# Optimize Loops

#### Collapse¶

The collapse clause can be used for the nested loop; an entire part of the iteration will be divided by an available number of threads. If the outer loop is equal to the available threads, then the outer loop will be divided number of threads. The figure below shows an example of not using the collapse clause. Therefore, only the outer loop is parallelised; each outer loop index will have N number of inner loop iterations.

This is not what we want. Instead, with the available threads, we would like to parallelise the loops as efficiently as we could. Moreover, most of the time, we would have more threads in a given GPU, in our case, we will test Nvidia A100 GPU. Therefore, when adding the collapse clause, we notice that the available threads execute every single iteration, as seen in the figure below.

We will now look into basic matrix multiplication. In this example, we will perform the matrix multiplication. Matrix multiplication involves a nested loop. Again, most of the time, we might end up doing computation with a nested loop. Therefore, studying this example would be good practice for solving the nested loop in the future.

• Allocating the CPU memory for A, B, and C matrices. Here we notice that the matrix is stored in a 1D array because we want to consider the same function concept for CPU and GPU.

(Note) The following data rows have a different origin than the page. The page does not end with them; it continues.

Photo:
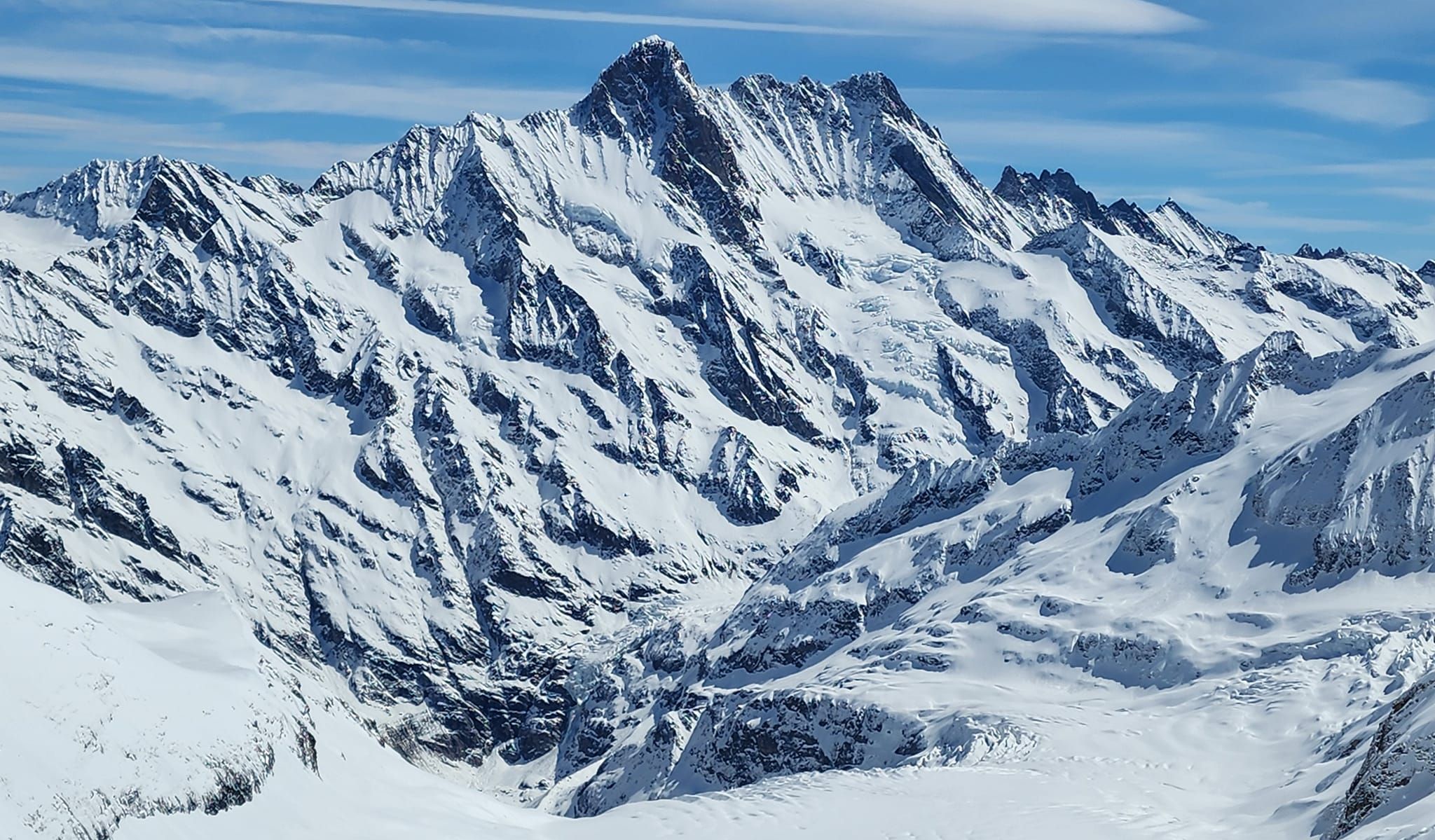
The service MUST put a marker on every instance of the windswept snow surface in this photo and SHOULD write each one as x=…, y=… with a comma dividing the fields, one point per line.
x=702, y=462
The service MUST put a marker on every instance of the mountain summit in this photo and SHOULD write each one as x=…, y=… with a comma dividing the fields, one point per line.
x=689, y=439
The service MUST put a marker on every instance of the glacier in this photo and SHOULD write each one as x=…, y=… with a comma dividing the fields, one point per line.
x=702, y=461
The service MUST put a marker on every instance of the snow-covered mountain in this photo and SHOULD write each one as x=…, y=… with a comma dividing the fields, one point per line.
x=692, y=439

// Initialize the memory on the host
float *restrict a, *restrict b, *restrict c;

// Allocate host memory
a  = (float*)malloc(sizeof(float) * (N*N));
b  = (float*)malloc(sizeof(float) * (N*N));
c  = (float*)malloc(sizeof(float) * (N*N));


• Now we need to fill the values for the matrix A and B.

// Initialize host matrix
for(int i = 0; i < (N*N); i++)
{
a[i] = 2.0f;
b[i] = 2.0f;
}


• Calling function

// Function call
Matrix_Multiplication(d_a, d_b, d_c, N);


matrix multiplication function call
void Matrix_Multiplication(float *a, float *b, float *c, int width)
{
for(int row = 0; row < width ; ++row)
{
for(int col = 0; col < width ; ++col)
{
float temp = 0;
for(int i = 0; i < width ; ++i)
{
temp += a[row*width+i] * b[i*width+col];
}
c[row*width+col] = float;
}
}
}

void Matrix_Multiplication(float *restrict a, float *restrict b, float *restrict c, int width)
{
int length = width*width;
float sum = 0;
#pragma acc parallel copyin(a[0:(length)], b[0:(length)]) copyout(c[0:(length)])
#pragma acc loop collapse(2) reduction (+:sum)
for(int row = 0; row < width ; ++row)
{
for(int col = 0; col < width ; ++col)
{
for(int i = 0; i < width ; ++i)
{
sum += a[row*width+i] * b[i*width+col];
}
c[row*width+col] = sum;
sum=0;
}
}
}

• Deallocate the host memory

// Deallocate host memory
free(a);
free(b);
free(c);


### Questions and Solutions¶

Examples: Matrix Multiplication
#include<stdio.h>
#include<stdlib.h>

void Matrix_Multiplication(float *h_a, float *h_b, float *h_c, int width)
{
for(int row = 0; row < width ; ++row)
{
for(int col = 0; col < width ; ++col)
{
float temp = 0;
for(int i = 0; i < width ; ++i)
{
temp += h_a[row*width+i] * h_b[i*width+col];
}
h_c[row*width+col] = temp;
}
}
}

int main()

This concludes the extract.